LOUDER: What does it mean for you to contribute to your community?
My first question to this first question would be: What is “my” community? Ever since I work as a cultural manager, I found myself in very diverse, transnational and multilingual communities all over Europe. It is extremely interesting to discover and observe how local communities in different regions and countries have different needs, problems and challenges, but still also the united power and strength to make a change in society and on political levels. At the moment I live and work in Berlin, Germany, but my everyday work reaches out to people from Siberia, Ukraine, the Caucasus, Poland, rural Eastern Germany up to south Eastern Europe. I think, we should appreciate that we can live in a world where community can mean so much and where we can be part of communities, even though we live miles away from each other. Let us keep being active so that the world stays like that!
LOUDER: Could you tell us an inspiring story about your activity or you working for your community?

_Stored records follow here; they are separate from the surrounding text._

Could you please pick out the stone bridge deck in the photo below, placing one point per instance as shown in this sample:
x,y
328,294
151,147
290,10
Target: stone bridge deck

While working as a cultural manager in Volgograd, Russia, in 2015 my colleagues and I quite randomly discovered a “hidden treasure” not too far from the city centre – an abandoned spirt factory. The owner of the territory had the plan to sell the 8 hectars to investors in order to build an elite living quarter. Together with a group of young artists, students, architects, urbanists and performers we intensively worked with the context of that factory for more than half a year. We researched and investigated the history and the present, searched for documents and leftovers of the workers, talked to citizens of the districts nearby. In the end, we invited Volgograd people to our “SpirtZavod” for one week in summer, where we presented exhibitions, performances, participatory urban plannings, readings and concerts. It was amazing to see how awareness for the place and practices of participatory art was raised in different communities. We gave an example on how the factory territory could look like, if it was not sold to an investor: As a creative, artistic space still showing the spirit of history. Needless to say, the owner has not succeeded in selling the territory up until now.
LOUDER: Do you think art can contribute to a better society/community? How?
I think that art does not contribute to a society, it is society! It never exists without referring to current political and societal questions. Community based art is of course a special tool within the genres and forms of art that allows us to reflect immediately on challenges and find answers from the (civil) society to them.
LOUDER: Any words for our LOUDER participants.
Take part in “Europe Lab” (every year in July), network and exchange, develop new initiatives, travel slowly and don’t forget to catch a breathe from time to time.